There were cabals and cliques everywhere. There were hushed deals and disagreements. There were nods, and winks, thin-lipped silent recriminations and symbolic fealty handshakes, with more metaphorical bending of the knee than in an entire season of Game of Thrones.
At its dramatic conclusion - after the remaining candidates had been whittled down to just two, despite the need for an absent “four-sided coin” at one stage - a whispered conversation on the sidelines sealed Remo Nogarotto’s election as the final board member.

Voting had already begun to choose between Nogarotto and former Labor pollie Stephen Conroy after the previous vote had been unable to edge either over the line with the crucial 60% of the vote, generating just 53% and 49% backing in the last round of six way voting.
As the company secretary was calling forward Capital Football to place their vote, a deal was being hatched near the back of the room.
Capital’s Mark O’Neill asked for a moment to finish his whispered chat with a go-between before he walked to the front to vote while the messenger moved to the other side of the room to whisper in the ear of Melbourne City’s Simon Pearce, who has been instrumental in leveraging the overhaul of the FFA and A-League structure.
The sign of that was enough for Conroy who immediately stood up and withdrew his nomination without another vote being cast.
A show of hands was then enough to put Nogarotto onto the board. That is how things are done at the top of football.
(Another chief instigator of the overhaul of the FFA was Greg Griffin, former part-owner of Adelaide United. He was one of three scrutineers of the secret ballots held for each vote and sat at the back of the room. After Nogarotto’s election, the room quickly emptied… minutes before a leaky AC unit caused a huge chunk of the ceiling to fall right on the spot where Griffin had been sitting just moments earlier.)
While Lowy was fighting his rearguard defence of his old regime, he repeatedly warned those hoping for change to be careful what they wished for.
Right up until the end he was dismissive of those wanting to see football people and passion in the board room.
“I hear the argument that is fashionable at the moment that there must be more ‘football people’ and fewer ‘suits’ represented on the board," he sprayed in his final speech.
“It is a nonsense argument which is hopelessly superficial and naïve.
“And it is typically advocated by people who have had no board or management experience at this level or the heavy responsibility that goes with it.

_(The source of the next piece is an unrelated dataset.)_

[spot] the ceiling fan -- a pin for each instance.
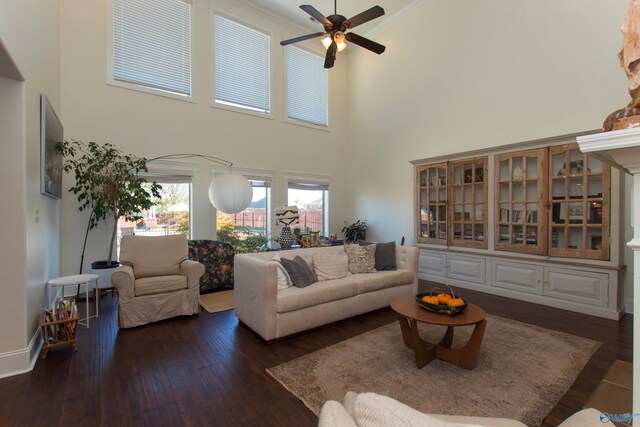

“Football is about passion. We all get that. Those of us in this room who have played it, lived and breathed it, know that.
“But passion is not enough.
“Football is also a serious business and it therefore demands skills and experience beyond just the game.”

In the end though, for all his bitterness at getting turfed, he might be the one who got what he wished for more than fans did.
A serious board has been elected but it still remains to be seen if there will be key players in the background pulling its strings - and in what direction.
Expansion will be the earliest test and indicator…and already that decision has been pushed back yet again until near Christmas at the earliest. New clubs joining next season looks increasingly unlikely.
A possible compromise might be to give the green light to four clubs for the following season, but given how that would make life difficult for an independent A-League locked into a fixed TV deal with Fox Sports, it seems unlikely. Until that deal can be renegotiated and improved, it is arguably in the existing clubs’ best interests to delay expansion as much as possible…
Australian football has got change, which is what it wanted. It remains to be seen if it is actually the change it wanted though.
And the message from yesterday is very clear - our future is still in the hands of SokkahLinkedIn… not SokkahTwitter.